Too Big … To Succeed!
“An essential aspect of creativity is not being afraid to fail.” Edwin Land
At this time of year we are bombarded by images of Mother Nature at her most traumatic and beautiful moments. Blizzards and ice storms mixed with bucolic and tranquil winterscapes. One of the more iconic seasonal images is of a youngster so bundled up against the elements by overprotective parents that he or she can barely move – so bundled that frolicking in the snow and enjoying the elements is out of the question. This image keeps coming to mind when following the national and international efforts to “protect” the public from failed financial institutions, including insurance companies.
As 2014 rolls into 2015, there is a marked increase in alarms and warnings about preparations for the impending Solvency II capital regime scheduled to go into effect next year. Stress tests are being performed and predictions abound about the readiness for a new, stricter regulatory and capital regime. Regulatory officials in other jurisdictions scramble to ensure that their regimes are “substantially equivalent” jurisdictions so that their domestic companies can continue to operate in Solvency II jurisdictions.
Likewise, the International Association of Insurance Supervisors (IAIS) continues its steady march toward a consolidated risk-based insurance capital standard (ICS) for global systematically important insurers (G-SIIs) and internationally active insurance groups (IAIGs). And in the US, the Financial Stability Oversight Council (FSOC), whose voting members include only one with any insurance background, has now designated four entities as strategically important financial institutions (SIFIs) subject to enhanced oversight and capital standards by the Federal Reserve. (For a background of these and other insurance regulatory initializations and acronyms, see my Insight column, “Alphabet Soup” in the August 18, 2014 issue of IA.)
Steve Hearn, deputy chief of Willis and chairman of the London Market Group, commenting on the Group’s study, succinctly summarized the current push by regulators by noting that the Prudential Regulatory Authority in the UK “is attempting to use the introduction of Solvency II to drive to a zero failure regime, with firms forced to significantly overcapitalize.” By attempting to eliminate any foreseeable possibility of failure, regulators are removing any semblance of traditional risk sharing at reasonable costs, and stifling any element of innovation or product development.

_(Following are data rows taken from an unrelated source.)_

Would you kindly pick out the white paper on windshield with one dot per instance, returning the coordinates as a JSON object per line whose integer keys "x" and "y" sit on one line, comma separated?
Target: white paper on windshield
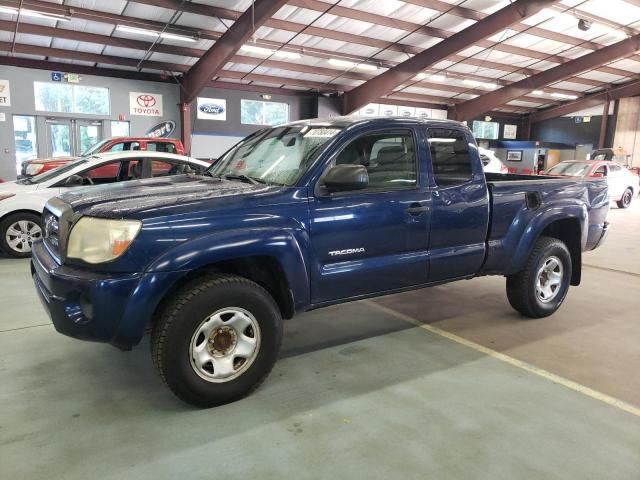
{"x": 321, "y": 132}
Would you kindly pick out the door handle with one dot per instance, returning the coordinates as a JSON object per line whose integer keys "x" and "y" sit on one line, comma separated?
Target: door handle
{"x": 416, "y": 209}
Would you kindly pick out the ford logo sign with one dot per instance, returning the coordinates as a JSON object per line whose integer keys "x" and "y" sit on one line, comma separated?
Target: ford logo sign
{"x": 163, "y": 129}
{"x": 212, "y": 108}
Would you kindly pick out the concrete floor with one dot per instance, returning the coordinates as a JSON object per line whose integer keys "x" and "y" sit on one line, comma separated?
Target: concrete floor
{"x": 359, "y": 391}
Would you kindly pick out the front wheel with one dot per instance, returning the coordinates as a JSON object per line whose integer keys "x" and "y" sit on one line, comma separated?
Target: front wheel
{"x": 539, "y": 289}
{"x": 217, "y": 339}
{"x": 18, "y": 232}
{"x": 625, "y": 200}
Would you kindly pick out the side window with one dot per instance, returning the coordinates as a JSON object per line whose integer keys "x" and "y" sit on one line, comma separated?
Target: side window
{"x": 390, "y": 159}
{"x": 449, "y": 156}
{"x": 164, "y": 147}
{"x": 163, "y": 168}
{"x": 124, "y": 146}
{"x": 106, "y": 173}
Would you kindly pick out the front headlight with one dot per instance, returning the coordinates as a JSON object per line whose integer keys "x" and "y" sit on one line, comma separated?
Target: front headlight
{"x": 98, "y": 240}
{"x": 34, "y": 168}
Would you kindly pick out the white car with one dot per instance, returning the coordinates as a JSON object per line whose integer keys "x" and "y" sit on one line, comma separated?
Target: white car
{"x": 491, "y": 163}
{"x": 22, "y": 201}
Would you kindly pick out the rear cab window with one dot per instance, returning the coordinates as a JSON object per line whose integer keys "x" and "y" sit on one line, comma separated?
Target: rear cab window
{"x": 450, "y": 159}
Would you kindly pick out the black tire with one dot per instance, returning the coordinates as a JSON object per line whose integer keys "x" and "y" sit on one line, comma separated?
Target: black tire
{"x": 521, "y": 287}
{"x": 625, "y": 200}
{"x": 24, "y": 249}
{"x": 180, "y": 318}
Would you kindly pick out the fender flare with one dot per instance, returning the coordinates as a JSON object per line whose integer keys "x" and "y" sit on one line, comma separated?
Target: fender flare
{"x": 538, "y": 223}
{"x": 281, "y": 244}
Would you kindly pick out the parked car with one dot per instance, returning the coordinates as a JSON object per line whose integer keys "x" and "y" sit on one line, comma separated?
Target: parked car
{"x": 490, "y": 162}
{"x": 623, "y": 184}
{"x": 21, "y": 202}
{"x": 294, "y": 218}
{"x": 115, "y": 144}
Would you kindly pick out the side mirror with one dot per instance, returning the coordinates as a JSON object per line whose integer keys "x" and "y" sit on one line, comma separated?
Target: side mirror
{"x": 74, "y": 181}
{"x": 344, "y": 178}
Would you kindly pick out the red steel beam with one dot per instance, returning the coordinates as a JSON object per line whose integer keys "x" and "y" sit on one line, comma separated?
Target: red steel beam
{"x": 629, "y": 89}
{"x": 479, "y": 105}
{"x": 227, "y": 46}
{"x": 392, "y": 78}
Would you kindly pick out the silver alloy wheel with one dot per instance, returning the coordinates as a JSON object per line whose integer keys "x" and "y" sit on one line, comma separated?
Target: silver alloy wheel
{"x": 225, "y": 345}
{"x": 549, "y": 279}
{"x": 21, "y": 234}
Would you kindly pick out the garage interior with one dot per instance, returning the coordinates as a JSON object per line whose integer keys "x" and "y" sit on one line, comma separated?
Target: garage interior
{"x": 444, "y": 382}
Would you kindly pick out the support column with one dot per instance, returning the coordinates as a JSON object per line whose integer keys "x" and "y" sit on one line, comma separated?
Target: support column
{"x": 604, "y": 124}
{"x": 185, "y": 122}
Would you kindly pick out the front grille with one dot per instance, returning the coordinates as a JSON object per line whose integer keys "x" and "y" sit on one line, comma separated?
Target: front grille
{"x": 57, "y": 220}
{"x": 51, "y": 225}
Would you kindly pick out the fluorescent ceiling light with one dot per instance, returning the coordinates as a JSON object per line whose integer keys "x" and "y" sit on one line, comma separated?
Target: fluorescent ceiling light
{"x": 268, "y": 51}
{"x": 477, "y": 83}
{"x": 564, "y": 96}
{"x": 154, "y": 33}
{"x": 25, "y": 12}
{"x": 346, "y": 64}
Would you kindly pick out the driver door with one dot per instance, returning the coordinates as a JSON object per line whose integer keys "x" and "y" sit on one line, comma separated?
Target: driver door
{"x": 375, "y": 239}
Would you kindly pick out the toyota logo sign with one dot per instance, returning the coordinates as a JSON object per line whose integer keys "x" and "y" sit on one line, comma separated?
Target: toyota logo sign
{"x": 146, "y": 101}
{"x": 146, "y": 104}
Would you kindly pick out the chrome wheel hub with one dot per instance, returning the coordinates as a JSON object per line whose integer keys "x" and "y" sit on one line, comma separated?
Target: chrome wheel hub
{"x": 549, "y": 279}
{"x": 225, "y": 345}
{"x": 21, "y": 235}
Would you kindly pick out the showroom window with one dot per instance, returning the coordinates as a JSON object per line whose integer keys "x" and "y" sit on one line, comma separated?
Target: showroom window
{"x": 449, "y": 156}
{"x": 486, "y": 130}
{"x": 120, "y": 129}
{"x": 256, "y": 112}
{"x": 63, "y": 98}
{"x": 390, "y": 159}
{"x": 24, "y": 134}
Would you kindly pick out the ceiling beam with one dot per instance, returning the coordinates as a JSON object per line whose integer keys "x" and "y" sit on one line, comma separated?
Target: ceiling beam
{"x": 630, "y": 89}
{"x": 479, "y": 105}
{"x": 405, "y": 71}
{"x": 201, "y": 9}
{"x": 32, "y": 29}
{"x": 227, "y": 45}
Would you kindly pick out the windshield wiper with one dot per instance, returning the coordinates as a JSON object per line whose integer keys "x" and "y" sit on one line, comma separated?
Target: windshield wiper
{"x": 243, "y": 177}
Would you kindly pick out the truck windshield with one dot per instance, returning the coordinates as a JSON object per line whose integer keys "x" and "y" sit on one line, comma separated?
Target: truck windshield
{"x": 571, "y": 169}
{"x": 67, "y": 167}
{"x": 95, "y": 148}
{"x": 277, "y": 155}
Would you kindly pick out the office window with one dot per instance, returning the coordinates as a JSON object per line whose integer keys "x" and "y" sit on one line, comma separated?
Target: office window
{"x": 24, "y": 134}
{"x": 64, "y": 98}
{"x": 486, "y": 130}
{"x": 256, "y": 112}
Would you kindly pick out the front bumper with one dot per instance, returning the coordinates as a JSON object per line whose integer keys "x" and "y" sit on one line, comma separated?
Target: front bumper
{"x": 102, "y": 307}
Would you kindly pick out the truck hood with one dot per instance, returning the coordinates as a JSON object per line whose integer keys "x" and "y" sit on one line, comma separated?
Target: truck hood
{"x": 140, "y": 198}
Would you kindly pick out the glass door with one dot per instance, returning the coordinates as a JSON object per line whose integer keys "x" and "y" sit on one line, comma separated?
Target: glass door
{"x": 88, "y": 134}
{"x": 70, "y": 137}
{"x": 59, "y": 138}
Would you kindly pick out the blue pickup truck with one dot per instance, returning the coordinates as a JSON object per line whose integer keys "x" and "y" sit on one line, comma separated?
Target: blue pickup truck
{"x": 294, "y": 218}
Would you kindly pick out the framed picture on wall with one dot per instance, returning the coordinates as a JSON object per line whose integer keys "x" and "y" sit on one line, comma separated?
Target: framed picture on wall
{"x": 514, "y": 155}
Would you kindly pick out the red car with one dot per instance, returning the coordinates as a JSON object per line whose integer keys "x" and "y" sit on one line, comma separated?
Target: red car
{"x": 31, "y": 168}
{"x": 623, "y": 184}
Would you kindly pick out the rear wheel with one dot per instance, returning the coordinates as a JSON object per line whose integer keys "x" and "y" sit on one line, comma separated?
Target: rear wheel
{"x": 217, "y": 339}
{"x": 539, "y": 289}
{"x": 18, "y": 232}
{"x": 626, "y": 198}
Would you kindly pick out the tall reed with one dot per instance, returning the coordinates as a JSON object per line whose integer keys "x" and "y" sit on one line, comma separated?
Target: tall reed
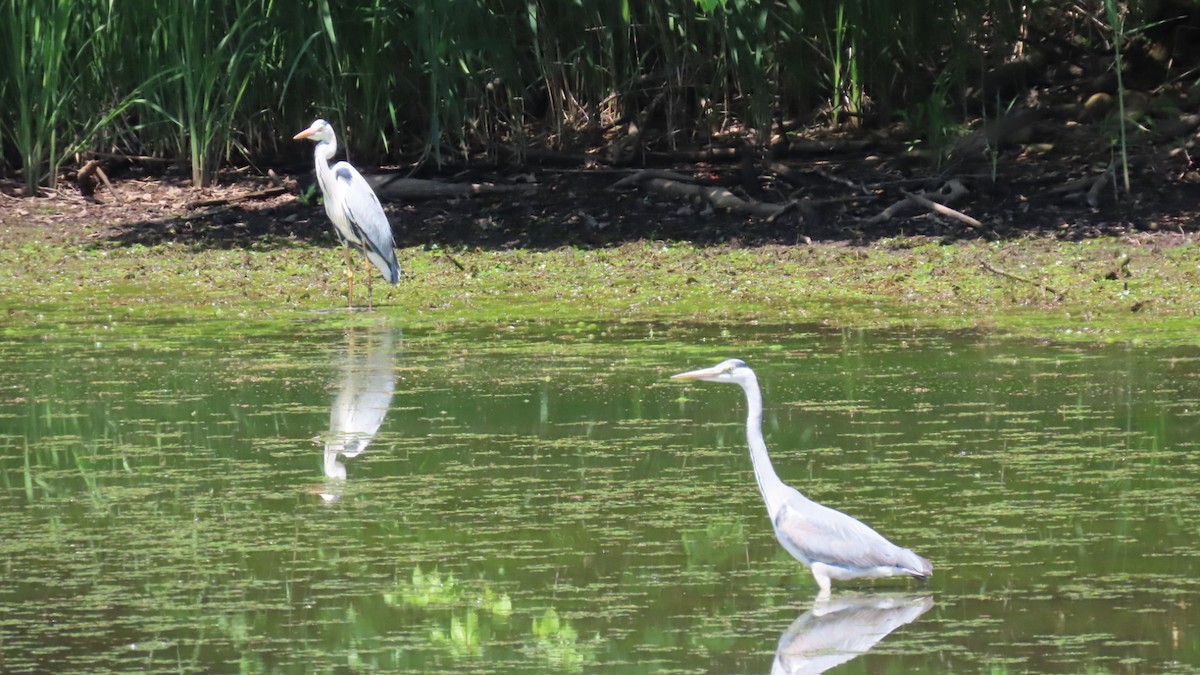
{"x": 211, "y": 81}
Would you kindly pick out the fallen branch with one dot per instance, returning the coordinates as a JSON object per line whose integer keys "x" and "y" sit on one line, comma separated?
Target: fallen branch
{"x": 87, "y": 184}
{"x": 1023, "y": 280}
{"x": 222, "y": 201}
{"x": 718, "y": 197}
{"x": 943, "y": 209}
{"x": 391, "y": 187}
{"x": 646, "y": 174}
{"x": 951, "y": 192}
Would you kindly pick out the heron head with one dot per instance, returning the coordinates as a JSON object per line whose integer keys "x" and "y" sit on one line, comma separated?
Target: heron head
{"x": 730, "y": 370}
{"x": 318, "y": 131}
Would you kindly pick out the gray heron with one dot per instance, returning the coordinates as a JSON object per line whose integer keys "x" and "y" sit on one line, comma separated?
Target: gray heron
{"x": 353, "y": 207}
{"x": 831, "y": 543}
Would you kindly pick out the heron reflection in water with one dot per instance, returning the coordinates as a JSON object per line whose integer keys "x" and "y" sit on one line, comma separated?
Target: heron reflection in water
{"x": 365, "y": 386}
{"x": 832, "y": 544}
{"x": 838, "y": 629}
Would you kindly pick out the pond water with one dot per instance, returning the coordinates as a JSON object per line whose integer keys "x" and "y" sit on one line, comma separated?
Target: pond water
{"x": 546, "y": 499}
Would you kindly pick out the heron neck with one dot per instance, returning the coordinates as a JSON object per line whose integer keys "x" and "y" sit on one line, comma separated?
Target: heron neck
{"x": 772, "y": 488}
{"x": 323, "y": 153}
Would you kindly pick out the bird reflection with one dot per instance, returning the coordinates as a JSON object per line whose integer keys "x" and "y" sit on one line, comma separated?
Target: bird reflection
{"x": 364, "y": 395}
{"x": 839, "y": 629}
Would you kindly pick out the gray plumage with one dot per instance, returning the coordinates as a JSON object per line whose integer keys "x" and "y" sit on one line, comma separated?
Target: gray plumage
{"x": 358, "y": 216}
{"x": 831, "y": 543}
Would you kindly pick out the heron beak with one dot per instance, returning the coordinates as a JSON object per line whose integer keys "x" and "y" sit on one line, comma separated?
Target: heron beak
{"x": 305, "y": 133}
{"x": 699, "y": 374}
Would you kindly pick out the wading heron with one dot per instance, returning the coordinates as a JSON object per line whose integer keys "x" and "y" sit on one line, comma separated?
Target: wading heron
{"x": 831, "y": 543}
{"x": 353, "y": 207}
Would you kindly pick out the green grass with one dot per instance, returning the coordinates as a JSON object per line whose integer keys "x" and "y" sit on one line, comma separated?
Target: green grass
{"x": 889, "y": 284}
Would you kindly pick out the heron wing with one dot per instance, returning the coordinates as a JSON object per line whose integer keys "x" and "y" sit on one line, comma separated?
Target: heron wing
{"x": 367, "y": 220}
{"x": 825, "y": 535}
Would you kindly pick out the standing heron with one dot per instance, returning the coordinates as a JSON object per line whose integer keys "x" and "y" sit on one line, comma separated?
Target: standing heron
{"x": 831, "y": 543}
{"x": 353, "y": 207}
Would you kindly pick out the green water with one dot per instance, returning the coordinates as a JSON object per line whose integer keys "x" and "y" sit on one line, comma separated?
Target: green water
{"x": 544, "y": 499}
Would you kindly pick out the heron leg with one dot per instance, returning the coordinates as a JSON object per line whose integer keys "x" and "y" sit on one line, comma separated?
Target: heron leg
{"x": 349, "y": 275}
{"x": 367, "y": 264}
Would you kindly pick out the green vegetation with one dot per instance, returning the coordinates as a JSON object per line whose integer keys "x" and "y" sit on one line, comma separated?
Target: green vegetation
{"x": 1074, "y": 290}
{"x": 213, "y": 81}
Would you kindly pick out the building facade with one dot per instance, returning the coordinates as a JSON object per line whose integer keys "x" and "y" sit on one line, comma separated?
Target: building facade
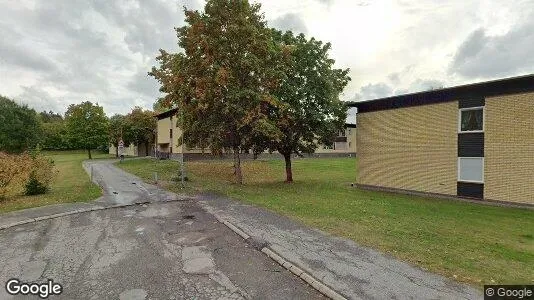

Another side effect of this capital oriented regime is the likelihood of a significant increase in merger and acquisition activity among insurer groups as mid-sized companies seek to lessen the cost and bur- den of increasing capital requirements that only the biggies can meet. The irony is that as regulators push for more stringent capital requirements encouraging larger and larger companies, these larger and larger companies risk being determined to be “too big to fail,” requiring even more capital and oversight.
The industry has made some efforts to push back against these developments. Most notable is Met Life’s recent lawsuit against its designation as a strategically important financial institution by the FSOC, arguing that the designation will have an adverse effect on Met Life’s ability to compete in the marketplace. In addition, as a result of industry pressure, this past December Congress passed (yes, that Congress!) and President Obama signed legislation making it clear that the Federal Reserve is not required to apply bank- based risk and leverage capital requirements on insurance companies subject to its oversight (i.e., strategically important financial institutions). The international push for greater financial control over insurers in the name of security, however, has hardly been slowed by these efforts.
While companies are being increasingly overprotected against the elements, the real victims are innovative and competitive products for customers. Rather than being “too big to fail,” companies are becoming “too big to succeed”!
Meanwhile, many in the industry continue to be obsessed with the issue of State v. Federal regulation of the business of insurance. Take, for instance, the reaction of many to the Federal Insurance Office (FIO) report on reinsurance issued in December. The report is a comprehensive summary of the reinsurance business, including sections on the history, purpose and importance, and regulation of reinsurance, and on global reinsurance markets. It is seemingly nothing more than its title suggests it to be: an examination of “the breadth and scope of the global reinsurance market and the critical role such market plays in supporting insurance in the United States.” It is a well-written and well-documented presentation with substantial cites to industry and NAIC studies and materials leading to the inevitable observation that: “The strength and viability of both the insurance and reinsurance sectors are vitally important to the United States, which is the largest single- country insurance market in the world.”
However, even though the report makes no specific recommendations, critics point to one statement in the conclusion of the report that “proves” that the FIO’s intent is much more insidious. The statement raising the hackles of many is: “In light of the importance of the global reinsurance market to U.S. insurers, and for other reasons described in this Report, Treasury and USTR [Office of the US Trade Representative] are considering a covered agreement with respect to collateral requirements for reinsurers.”
Sound the alarm and circle the wagons!! The Feds are about to preempt state reinsurance laws and regulations! Once they start with the patchwork of state col- lateral rules, it is only a matter of time before they take over full oversight over reinsurance as well as insurance.
The most amazing aspect of this media attention to this one small piece of the report is the lack of any discussion whatsoever of some of its key undeniable factual observations. For instance, why isn’t there more concern over the report’s high- lighting of the fact that the share of premiums ceded by U.S. insurers to U.S.- based reinsurers declined from 61 percent in 1997 to only 38 percent in 2013? Or that reinsurers owned by groups headquartered or domiciled outside the U.S. accounted for approximately 92 percent of reinsurance premiums ceded by U.S.-based insurers in 2013? Or that other than U.S. subsidiaries of offshore companies, no new U.S.-domiciled reinsurers have been formed in over two decades? Why isn’t the disappearance of the reinsurance business in the U.S. the headline rather than the possible Federal proposal of uniform nationwide collateral requirements?
The State v. Federal ship sailed long ago. The Feds have what they want – control over financial requirements – and are happy to leave the day-to-day regulatory issues to the states. Let’s move on and deal with the real issue: how to save the U.S. reinsurance industry from extinction.